In the late 1960s, linguistic field workers were sat across the country in word wagons. They collected words and dialects from nearly 3,000 Americans across the country. Their recordings became the basis of a 50 year project called DARE, Dictionary of American Regional English. The 5th volume reaching Z has just become available.
What's Special About DARE?
"It's a record of the way that we speak in the United States and it really puts together information about different words, different pronunciations in a way that no other reference work does. And so it's invaluable in that way. And you can actually look at it as a kind of a social history of the United States by looking at the way that our lives change in different parts of the country. Because the speakers, for instance, that the linguistic field workers were talking to, way back in the '60s, were often older speakers who were giving examples that could've dated back a 100 years ago," Zimmer said.
The Significance Of "Arthur The Rat"
"When the field workers went to interview the informants in these 1,002 communities, they also asked each person to be recorded. But tape recorders were pretty new then, so some people were a little leery, but most people agreed to do it. They were asked to do two things, one was to read this silly little story called "Arthur the Rat" that was designed, not to make any sense, but to include all of the important sounds of American English. So by having people all over the country read the same passage, we have a wonderful database of comparison. So we can see how they sounded in New England and Central Atlantic and all across the country," Hall said.
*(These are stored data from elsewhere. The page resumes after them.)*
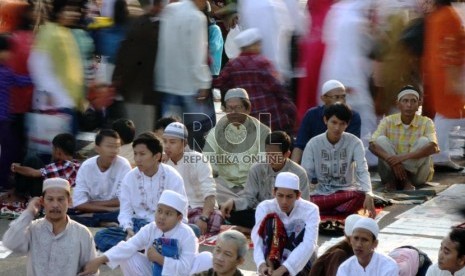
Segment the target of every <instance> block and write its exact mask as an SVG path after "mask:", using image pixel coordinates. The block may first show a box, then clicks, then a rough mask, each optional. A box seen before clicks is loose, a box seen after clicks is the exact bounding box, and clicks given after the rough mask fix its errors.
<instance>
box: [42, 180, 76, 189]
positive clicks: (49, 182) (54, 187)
mask: <svg viewBox="0 0 465 276" xmlns="http://www.w3.org/2000/svg"><path fill="white" fill-rule="evenodd" d="M50 188H60V189H63V190H66V191H68V192H70V191H71V189H70V185H69V182H68V180H66V179H63V178H59V177H54V178H48V179H45V180H44V183H43V185H42V192H45V190H47V189H50Z"/></svg>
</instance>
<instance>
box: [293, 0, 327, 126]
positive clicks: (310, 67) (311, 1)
mask: <svg viewBox="0 0 465 276" xmlns="http://www.w3.org/2000/svg"><path fill="white" fill-rule="evenodd" d="M333 2H334V0H309V1H308V4H307V8H308V11H309V13H310V17H311V20H309V22H308V25H309V27H308V28H309V32H308V33H307V35H306V37H304V38H303V39H302V42H301V48H300V60H299V63H300V66H302V67H303V68H305V73H306V75H305V77H303V78H301V79H299V83H298V87H297V96H296V105H297V125H299V124H300V122H301V121H302V120H303V118H304V116H305V113H306V112H307V110H308V109H309V108H311V107H314V106H317V105H318V95H319V93H318V88H319V86H318V81H319V79H320V67H321V63H322V62H323V55H324V52H325V44H324V43H323V41H322V34H323V23H324V21H325V18H326V14H327V13H328V11H329V9H330V8H331V5H332V4H333Z"/></svg>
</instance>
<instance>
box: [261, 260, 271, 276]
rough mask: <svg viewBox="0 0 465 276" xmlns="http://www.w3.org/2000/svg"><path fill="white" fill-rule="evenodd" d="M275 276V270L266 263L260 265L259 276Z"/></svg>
mask: <svg viewBox="0 0 465 276" xmlns="http://www.w3.org/2000/svg"><path fill="white" fill-rule="evenodd" d="M272 274H273V268H272V267H270V266H267V265H266V263H263V264H261V265H260V267H259V268H258V275H260V276H265V275H272Z"/></svg>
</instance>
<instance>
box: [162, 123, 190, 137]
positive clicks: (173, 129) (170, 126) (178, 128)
mask: <svg viewBox="0 0 465 276" xmlns="http://www.w3.org/2000/svg"><path fill="white" fill-rule="evenodd" d="M163 136H168V137H174V138H179V139H187V136H188V133H187V128H186V126H185V125H183V124H182V123H179V122H174V123H171V124H169V125H168V126H166V128H165V130H164V131H163Z"/></svg>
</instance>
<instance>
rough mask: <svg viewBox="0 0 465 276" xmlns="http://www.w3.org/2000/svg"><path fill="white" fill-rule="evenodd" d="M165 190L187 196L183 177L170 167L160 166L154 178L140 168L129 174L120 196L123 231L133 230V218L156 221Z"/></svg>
mask: <svg viewBox="0 0 465 276" xmlns="http://www.w3.org/2000/svg"><path fill="white" fill-rule="evenodd" d="M164 190H172V191H175V192H177V193H179V194H182V195H184V196H186V191H185V190H184V182H183V180H182V177H181V176H180V175H179V173H178V172H177V171H176V170H175V169H173V168H171V167H170V166H167V165H164V164H160V165H159V166H158V171H157V173H156V174H155V175H153V176H152V177H148V176H146V175H145V174H144V173H143V172H141V171H140V170H139V168H134V169H132V170H131V171H130V172H128V173H127V174H126V176H125V177H124V179H123V182H122V185H121V193H120V195H119V202H120V210H119V215H118V221H119V224H120V226H121V227H122V228H123V229H127V228H132V227H133V223H132V218H139V219H144V220H146V221H148V222H152V221H153V220H154V219H155V215H154V214H155V211H156V209H157V205H158V200H159V199H160V196H161V194H162V193H163V191H164ZM186 214H187V210H186Z"/></svg>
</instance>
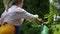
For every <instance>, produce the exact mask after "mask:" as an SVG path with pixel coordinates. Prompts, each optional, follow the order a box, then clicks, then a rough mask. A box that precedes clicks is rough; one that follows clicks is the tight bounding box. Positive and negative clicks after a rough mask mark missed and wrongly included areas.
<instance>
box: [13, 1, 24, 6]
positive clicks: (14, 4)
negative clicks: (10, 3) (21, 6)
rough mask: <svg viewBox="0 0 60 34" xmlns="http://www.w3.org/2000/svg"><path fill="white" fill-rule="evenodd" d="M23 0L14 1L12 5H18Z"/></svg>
mask: <svg viewBox="0 0 60 34" xmlns="http://www.w3.org/2000/svg"><path fill="white" fill-rule="evenodd" d="M22 1H23V0H12V2H13V3H12V5H16V4H17V3H18V2H22Z"/></svg>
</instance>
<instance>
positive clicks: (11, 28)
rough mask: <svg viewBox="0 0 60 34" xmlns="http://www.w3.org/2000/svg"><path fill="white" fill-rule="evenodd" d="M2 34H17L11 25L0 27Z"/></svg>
mask: <svg viewBox="0 0 60 34" xmlns="http://www.w3.org/2000/svg"><path fill="white" fill-rule="evenodd" d="M0 34H15V27H14V26H13V25H11V24H5V25H2V26H1V27H0Z"/></svg>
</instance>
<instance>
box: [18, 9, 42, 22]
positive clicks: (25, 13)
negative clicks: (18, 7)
mask: <svg viewBox="0 0 60 34" xmlns="http://www.w3.org/2000/svg"><path fill="white" fill-rule="evenodd" d="M17 13H18V14H20V17H21V18H24V19H29V20H36V21H38V22H41V20H39V19H38V18H37V17H34V15H33V14H31V13H28V12H27V11H25V10H24V9H18V10H17ZM41 23H42V22H41Z"/></svg>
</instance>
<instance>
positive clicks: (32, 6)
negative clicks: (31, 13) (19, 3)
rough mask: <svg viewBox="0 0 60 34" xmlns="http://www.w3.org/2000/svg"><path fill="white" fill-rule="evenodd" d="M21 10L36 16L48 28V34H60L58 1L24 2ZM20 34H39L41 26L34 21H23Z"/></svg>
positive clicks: (24, 1)
mask: <svg viewBox="0 0 60 34" xmlns="http://www.w3.org/2000/svg"><path fill="white" fill-rule="evenodd" d="M3 1H4V0H0V15H1V14H2V13H3V12H4V9H5V8H4V4H3ZM23 8H24V9H25V10H27V11H28V12H30V13H32V14H38V15H39V18H41V19H43V20H44V21H45V22H44V23H45V25H46V26H47V27H48V29H49V31H48V34H59V33H60V0H24V6H23ZM20 30H21V32H20V33H21V34H41V25H39V24H38V23H37V22H36V21H31V22H29V21H28V20H25V21H24V22H23V24H22V25H21V26H20Z"/></svg>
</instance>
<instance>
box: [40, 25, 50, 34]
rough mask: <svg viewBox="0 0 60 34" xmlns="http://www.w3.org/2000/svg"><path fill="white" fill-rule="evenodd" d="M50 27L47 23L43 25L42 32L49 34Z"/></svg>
mask: <svg viewBox="0 0 60 34" xmlns="http://www.w3.org/2000/svg"><path fill="white" fill-rule="evenodd" d="M48 32H49V29H48V27H47V26H46V25H43V24H42V25H41V34H48Z"/></svg>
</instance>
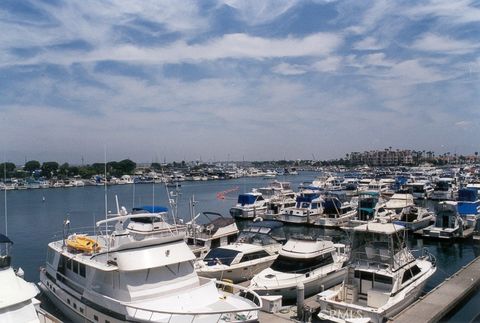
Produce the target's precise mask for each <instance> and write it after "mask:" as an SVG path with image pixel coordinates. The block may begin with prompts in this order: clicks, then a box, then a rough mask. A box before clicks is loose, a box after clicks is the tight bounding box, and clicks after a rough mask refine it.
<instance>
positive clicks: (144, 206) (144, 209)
mask: <svg viewBox="0 0 480 323" xmlns="http://www.w3.org/2000/svg"><path fill="white" fill-rule="evenodd" d="M132 211H133V212H132V213H141V212H148V213H164V212H168V208H167V207H165V206H159V205H144V206H140V207H134V208H133V209H132Z"/></svg>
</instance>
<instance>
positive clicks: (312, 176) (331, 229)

How Twitter Has Changed Linguistics Research
Zimmer said that some researchers are now using Twitter in their work because people often identify where they're from in their tweets, which they can plot on maps similar to the ones DARE has produced in the past. "But instead of requiring all of this laborious fieldwork, we can just make these on the fly, if we're interested. For instance, where do people say hella for instance? That's an expression that young folks are familiar with these days as an adverb meaning very. Like if something is hella good," he said.
Influential Areas Of the Country
"Over American history different parts of the country have had different kinds of prestige. And so if there's a certain prestige associated with a certain part of the country, people will imitate that. So in the very early days, it might have been Boston, New York and that -- so that patterns that were common there would then be picked up elsewhere. These days there could be different types of prestige. Among young speakers over the past couple of decades, southern California may be a prestigious variance of English for them," Zimmer said.